Luke laughed, low and throaty, rubbed a hand over his mouth, and slid a hot look her way. “Uh, yeah, baby. You do.”
“Shut up.” Heat infused her face. She smacked his arm. “And she said he worked for them. Does that mean he’s involved in all this? That he knows what I—what we’ve—gone through, yet allowed it?”
“She also said his ‘usefulness is coming to an end’ and talked about ‘releasing him’ or ‘terminating him.’ Mateo told us his father was ‘trying to get free.’ That doesn’t sound like employment to me. It sounds like incarceration. Consider the source.” He pushed the photo toward her. “Wouldn’t you rather trust your own information?”
She looked at the picture of her brother, alive and well. Pain swelled in her chest until she was sure she would crack. She needed a break before she tried to read that photo again.
“I need to call Angus.” She reached for his phone on the dash. “Can I use your phone?”
He nodded and she dialed her boss’s cell.
“Special Agent West,” he answered.
His familiar voice lit off fireworks of emotion. She really liked Angus. Enjoyed working with and for him. And the thought that he was one of them turned her inside out.
“Hey, Angus—” She cleared her throat, trying to sound . . . normal, although she didn’t know what normal was anymore. “It’s Keira.”
An extended silence followed. Sickness rolled in her belly as she tried to hold on to denial.
“Well.” His voice was tight. Curt. “You sure made a mess of things, didn’t you?”
Ah, damn.
Disillusionment stung deep.
“Sir?” She’d play dumb as far as it would take her.
“That whole fiasco with Tony.”
“I’m . . . not clear . . .”
“It really doesn’t matter now. It’s over.” His voice lightened just enough to confuse Keira. “Call me an overprotective father figure, but you could do so much better.”
“Um . . . thank you. I think.”
“You can thank me by telling me you’re not resigning.”
“Re—? What?”
“Tony I was happy to get rid of, but you’re going to have to come in and look me in the eye—”

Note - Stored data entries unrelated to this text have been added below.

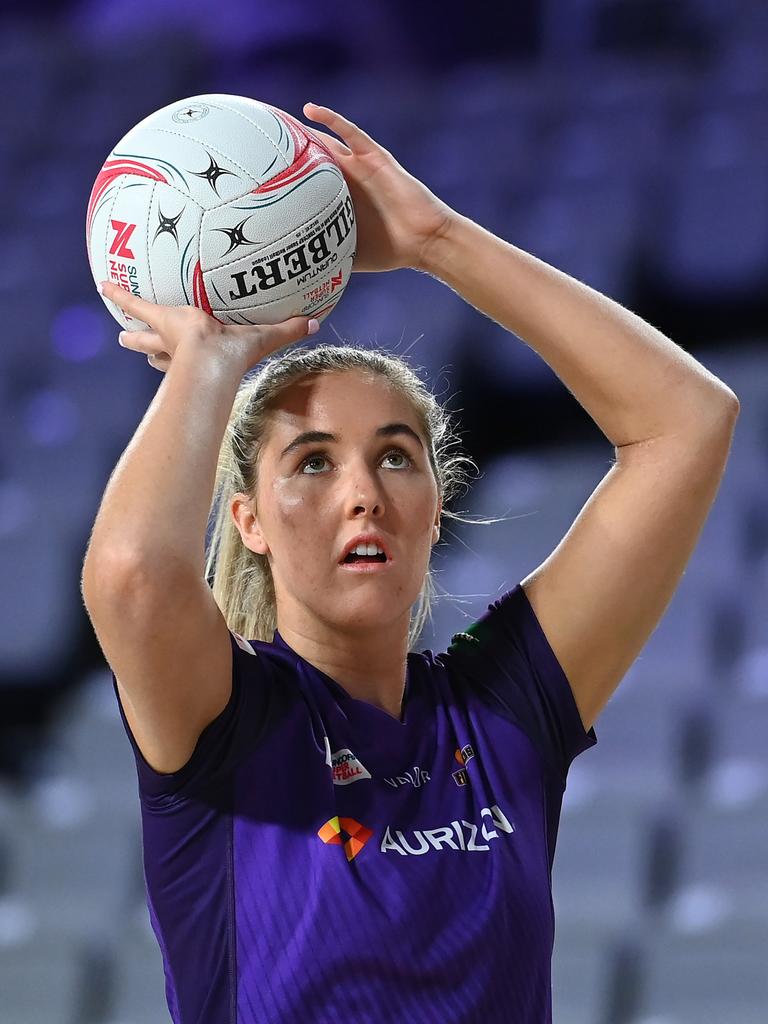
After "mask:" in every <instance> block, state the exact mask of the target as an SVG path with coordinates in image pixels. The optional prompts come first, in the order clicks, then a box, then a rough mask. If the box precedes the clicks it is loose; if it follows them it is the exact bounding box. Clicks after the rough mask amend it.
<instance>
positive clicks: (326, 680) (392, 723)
mask: <svg viewBox="0 0 768 1024" xmlns="http://www.w3.org/2000/svg"><path fill="white" fill-rule="evenodd" d="M272 643H273V644H274V645H275V646H278V647H282V648H283V649H284V650H288V651H290V652H291V653H292V654H293V655H294V657H296V658H297V659H298V662H299V664H300V665H301V666H303V667H304V669H305V670H307V669H308V670H310V671H311V672H315V673H316V674H317V675H318V676H321V678H322V679H323V681H324V682H325V683H326V685H327V686H328V687H329V688H330V689H331V690H332V691H333V693H334V695H335V696H336V698H337V699H338V700H343V701H346V702H347V703H349V705H351V706H352V707H354V708H355V709H357V710H360V711H365V712H370V713H373V714H374V715H378V716H379V717H380V718H381V719H383V720H386V721H388V722H391V723H392V725H394V726H399V727H400V728H401V729H402V728H404V726H407V725H409V723H410V722H411V715H410V713H409V712H410V707H411V699H412V693H411V689H412V679H413V675H414V660H413V658H412V653H413V652H412V651H409V652H408V654H407V666H406V686H404V688H403V691H402V703H401V709H402V720H400V719H396V718H395V717H394V716H393V715H390V714H389V712H388V711H384V709H383V708H379V707H378V706H377V705H374V703H371V701H370V700H362V699H361V698H359V697H353V696H352V695H351V694H350V693H349V692H347V690H345V689H344V687H343V686H342V685H341V683H339V682H337V680H335V679H334V678H333V677H332V676H329V675H328V673H326V672H324V671H323V670H322V669H318V668H317V666H316V665H312V663H311V662H307V659H306V658H305V657H302V656H301V654H299V652H298V651H296V650H294V649H293V647H292V646H291V645H290V644H289V643H286V641H285V640H284V639H283V637H282V636H281V635H280V632H279V631H278V630H276V629H275V631H274V638H273V640H272Z"/></svg>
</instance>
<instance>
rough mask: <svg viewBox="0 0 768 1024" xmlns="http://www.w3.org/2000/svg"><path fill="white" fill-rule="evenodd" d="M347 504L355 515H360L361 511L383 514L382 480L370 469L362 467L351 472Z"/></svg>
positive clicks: (348, 506) (364, 511) (353, 514)
mask: <svg viewBox="0 0 768 1024" xmlns="http://www.w3.org/2000/svg"><path fill="white" fill-rule="evenodd" d="M347 505H348V510H349V511H351V513H352V514H353V515H359V514H360V512H370V513H371V514H372V515H381V513H382V512H383V511H384V502H383V498H382V493H381V481H380V480H378V479H377V477H376V474H375V473H372V472H371V470H370V469H368V468H365V467H360V468H359V469H357V470H356V471H355V472H354V473H352V474H351V483H350V487H349V496H348V499H347Z"/></svg>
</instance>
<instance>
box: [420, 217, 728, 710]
mask: <svg viewBox="0 0 768 1024" xmlns="http://www.w3.org/2000/svg"><path fill="white" fill-rule="evenodd" d="M424 269H426V270H427V271H428V272H430V273H431V274H433V275H434V276H436V278H438V279H439V280H440V281H442V282H444V283H445V284H446V285H449V286H450V287H451V288H452V289H454V290H455V291H456V292H457V293H458V294H460V295H461V296H462V297H463V298H464V299H466V301H467V302H470V303H471V304H472V305H473V306H475V307H476V308H478V309H480V310H481V311H482V312H484V313H485V314H486V315H487V316H489V317H492V318H493V319H495V321H497V322H498V323H499V324H501V325H502V326H503V327H506V328H507V329H508V330H509V331H510V332H513V333H514V334H516V335H518V336H519V337H520V338H521V339H522V340H523V341H525V342H526V343H527V344H528V345H529V346H530V347H531V348H534V349H535V350H536V351H537V352H538V353H539V354H540V355H541V356H542V357H543V358H544V359H545V360H546V362H547V364H548V365H549V366H550V367H551V368H552V369H553V370H554V372H555V373H556V374H557V376H558V377H559V378H560V380H562V382H563V383H564V384H565V386H566V387H567V388H568V389H569V390H570V391H571V393H572V394H573V395H574V396H575V398H577V399H578V400H579V401H580V402H581V404H582V406H583V407H584V408H585V410H586V411H587V412H588V413H589V415H590V416H591V417H592V418H593V420H594V421H595V423H597V425H598V426H599V427H600V429H601V430H602V431H603V433H604V434H605V436H606V437H607V438H608V440H609V441H610V442H611V443H612V444H613V445H614V447H615V463H614V465H613V466H612V467H611V469H610V470H609V471H608V473H607V474H606V475H605V477H604V478H603V479H602V480H601V482H600V484H599V485H598V486H597V487H596V489H595V490H594V493H593V494H592V495H591V497H590V499H589V500H588V502H587V503H586V505H585V506H584V508H583V509H582V511H581V513H580V514H579V516H578V517H577V519H575V521H574V522H573V524H572V526H571V527H570V529H569V530H568V531H567V534H566V535H565V537H564V538H563V539H562V541H561V542H560V544H558V546H557V547H556V548H555V550H554V551H553V552H552V554H551V555H550V556H549V557H548V558H547V559H546V560H545V561H544V562H543V563H542V564H541V565H540V566H539V567H538V568H537V569H535V570H534V571H532V572H531V573H530V574H529V575H528V577H526V579H525V580H523V581H522V586H523V589H524V590H525V594H526V596H527V598H528V600H529V601H530V604H531V606H532V608H534V610H535V612H536V614H537V617H538V618H539V622H540V624H541V626H542V629H543V630H544V632H545V634H546V635H547V638H548V640H549V642H550V645H551V646H552V649H553V651H554V652H555V655H556V656H557V658H558V660H559V662H560V665H561V666H562V668H563V671H564V672H565V675H566V676H567V677H568V680H569V682H570V685H571V689H572V690H573V695H574V698H575V701H577V705H578V707H579V710H580V712H581V715H582V720H583V724H584V726H585V729H589V728H590V727H591V726H592V725H593V724H594V722H595V719H596V718H597V716H598V715H599V713H600V711H601V710H602V709H603V708H604V707H605V705H606V702H607V701H608V699H609V697H610V695H611V694H612V692H613V691H614V689H615V688H616V686H617V685H618V683H620V682H621V680H622V678H623V677H624V675H625V674H626V672H627V670H628V669H629V667H630V666H631V665H632V663H633V662H634V659H635V658H636V657H637V655H638V653H639V652H640V650H641V648H642V647H643V646H644V644H645V642H646V641H647V639H648V638H649V636H650V635H651V634H652V632H653V630H654V629H655V627H656V626H657V624H658V622H659V620H660V617H662V615H663V614H664V612H665V610H666V609H667V607H668V605H669V603H670V601H671V600H672V597H673V595H674V592H675V590H676V588H677V586H678V584H679V582H680V579H681V577H682V574H683V571H684V569H685V566H686V564H687V562H688V559H689V558H690V556H691V554H692V552H693V549H694V547H695V544H696V542H697V540H698V537H699V535H700V531H701V528H702V526H703V523H705V521H706V519H707V515H708V513H709V511H710V508H711V506H712V503H713V502H714V500H715V496H716V494H717V490H718V487H719V484H720V480H721V477H722V475H723V471H724V469H725V465H726V461H727V458H728V454H729V451H730V445H731V440H732V437H733V430H734V425H735V422H736V419H737V416H738V409H739V403H738V399H737V398H736V395H735V394H734V393H733V392H732V391H731V390H730V388H728V387H727V386H726V385H725V384H724V383H723V382H722V381H721V380H719V379H718V378H717V377H715V376H714V375H713V374H712V373H710V371H709V370H707V369H706V368H705V367H702V366H701V364H699V362H697V361H696V360H695V359H694V358H693V357H692V356H691V355H690V354H689V353H688V352H686V351H684V350H683V349H682V348H680V347H679V346H678V345H676V344H675V343H674V342H672V341H670V339H669V338H667V337H665V335H663V334H662V333H660V332H659V331H656V330H655V329H654V328H652V327H650V325H648V324H646V323H645V322H644V321H643V319H641V318H640V317H639V316H637V315H636V314H635V313H633V312H631V311H629V310H628V309H626V308H624V307H623V306H621V305H620V304H618V303H616V302H614V301H612V300H611V299H609V298H607V297H606V296H604V295H601V294H600V293H598V292H596V291H594V290H593V289H592V288H590V287H589V286H587V285H584V284H582V283H581V282H579V281H575V280H574V279H573V278H570V276H568V275H567V274H565V273H563V272H562V271H560V270H558V269H556V268H555V267H553V266H550V265H549V264H547V263H545V262H543V261H542V260H540V259H538V258H537V257H535V256H532V255H530V254H529V253H526V252H524V251H523V250H521V249H518V248H517V247H515V246H514V245H511V244H510V243H508V242H505V241H503V240H502V239H499V238H497V237H496V236H494V234H492V233H490V232H489V231H487V230H485V229H484V228H483V227H481V226H479V225H478V224H475V223H474V222H472V221H471V220H469V219H467V218H466V217H462V216H460V215H456V216H455V217H453V218H452V219H451V220H450V221H447V222H446V223H445V225H444V230H442V231H441V232H440V234H439V236H438V237H436V238H435V240H434V241H433V243H432V244H431V246H430V248H429V253H428V257H427V260H426V262H425V265H424ZM511 343H513V342H512V340H510V341H508V342H507V341H505V342H503V344H511Z"/></svg>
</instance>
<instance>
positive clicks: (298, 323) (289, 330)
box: [230, 316, 319, 354]
mask: <svg viewBox="0 0 768 1024" xmlns="http://www.w3.org/2000/svg"><path fill="white" fill-rule="evenodd" d="M230 330H232V331H233V332H234V333H236V335H244V336H248V337H252V335H253V330H254V329H253V328H249V327H246V326H245V325H244V326H242V327H241V326H240V325H238V326H236V327H232V328H231V329H230ZM256 330H257V331H258V332H259V335H258V337H259V344H260V346H261V347H262V348H263V351H264V354H268V353H269V352H274V351H276V350H278V349H279V348H283V347H285V346H286V345H291V344H293V343H294V342H295V341H300V340H301V339H302V338H306V337H307V336H308V335H310V334H315V332H316V331H318V330H319V322H318V321H316V319H310V318H309V317H308V316H291V318H290V319H287V321H282V322H281V323H280V324H264V325H260V326H259V327H257V329H256Z"/></svg>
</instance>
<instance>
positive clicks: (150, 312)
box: [99, 281, 165, 327]
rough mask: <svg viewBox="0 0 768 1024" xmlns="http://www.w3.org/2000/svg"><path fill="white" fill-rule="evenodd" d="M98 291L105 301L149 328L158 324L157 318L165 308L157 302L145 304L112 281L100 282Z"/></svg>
mask: <svg viewBox="0 0 768 1024" xmlns="http://www.w3.org/2000/svg"><path fill="white" fill-rule="evenodd" d="M99 290H100V292H101V295H103V297H104V298H105V299H109V300H110V301H111V302H114V303H115V305H116V306H119V307H120V308H121V309H122V310H123V311H124V312H127V313H128V314H129V315H130V316H134V317H135V318H136V319H140V321H143V322H144V324H148V325H150V326H151V327H152V326H154V325H156V324H157V323H158V317H159V316H162V311H163V309H165V306H160V305H158V303H157V302H147V301H146V299H140V298H139V297H138V295H132V294H131V293H130V292H127V291H126V290H125V289H124V288H121V287H120V285H116V284H115V282H114V281H102V282H101V283H100V286H99Z"/></svg>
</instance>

“Tony Esposito?” she clarified.
“Do you know of another Tony
in this office?”
She couldn’t get her mind to fit the pieces together. “I’m sorry, sir, I’m confused. Are you saying Tony resigned? By letter? When?”
“It came by courier today. I thought you would know,” he drawled, “considering one of the reasons he cited was a failed relationship with you, which he acknowledged was inappropriate behavior considering it’s against protocol.”
The last words were nearly yelled across the line. Keira winced and pulled the phone from her ear. Interdepartmental relationships were a big no-no. But since she hadn’t been in a relationship with Tony and since dead men couldn’t write resignation letters, this had to be DARPA’s attempt at undermining her position with the FBI. Which was, ironically, a huge relief, because it meant Angus wasn’t one of them.
“Uh, sir. That . . . if I can be candid . . . is horse shit. Tony and I were never involved.” She felt like a broken record. How many times would she have to deny this relationship? “And I don’t have any intentions of . . .”
I’d be very happy with one. Boy or girl. Now or later.
Oh, shit.
Her two worlds collided. Again.
“Keira?”
“Yeah. So, I was calling to ask for a few days off.” The faster she could get off this subject, the better. “I’m still pretty sore from the rescue.”
“Sure.” He sounded a little bewildered now. “But you’re coming back, right?”
She hesitated. Struggled. Then finally answered, “Of course. I’ll call you in a few days.”
Luke held his tongue as he guided the SUV through the gates to Teague and Alyssa’s property, pulled open by the same two fatigue-clad, subgun-toting men he’d jogged by that morning on his way out.
His stomach burned as images of Keira’s childhood swirled in his head. Every time she opened her mouth to talk about her past, something shocking fell out. It was no wonder the hell she’d lived through—so much darker than he’d imagined—had instilled a fear of motherhood, tainted her view of family, left her untrusting and guarded.